One justification for building the interstate highway system was the movement of military equipment and the evacuation of large cities threatened by nuclear attack. The interstates were authorized at the height of the Cold War. Not for nothing was this network known in the 1950s as the “National System of Interstate and Defense Highways.”
Last weekend, the movement of first responders was hampered by traffic jams in and around Oklahoma City. As for evacuation, forget about it. We were reminded that in emergencies, freeways don't offer rapidity. They become like parking lots in which thousands of vehicles line up at a single gate to pay the fee.
The roads became a killing field. Unlike the May 20 tornado, the May 31 outbreak claimed numerous lives of people in cars. Given the massive traffic jams, things could have been much worse.
Did TV storm trackers and meteorologists contribute to the problem, by encouraging people to flee if their homes lacked adequate shelters?
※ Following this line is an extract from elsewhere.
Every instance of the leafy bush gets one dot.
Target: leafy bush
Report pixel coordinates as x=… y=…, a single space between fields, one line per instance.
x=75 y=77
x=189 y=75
Did the post-May 20 trauma and dire warnings lead more people to get on the roads and head home from work or toward better shelters, instead of staying put until the storms passed? Regardless of the answers to those questions, as a massive storm moved west to east across Oklahoma City, the freeway network was clogged and cars offered little defense from tornadic winds.
We won't join the chorus of second-guessers and offer acid criticism of local weather coverage teams. On balance, these people saved countless lives in May. The sense of panic extant Friday night likely had less to do with what they were saying than it did our own memories of May 20.
Nevertheless, we urge local weather teams to review what they did and said last week and map out a less chaotic, more thoughtful approach. Warnings save lives. Panic leads people to do foolish things.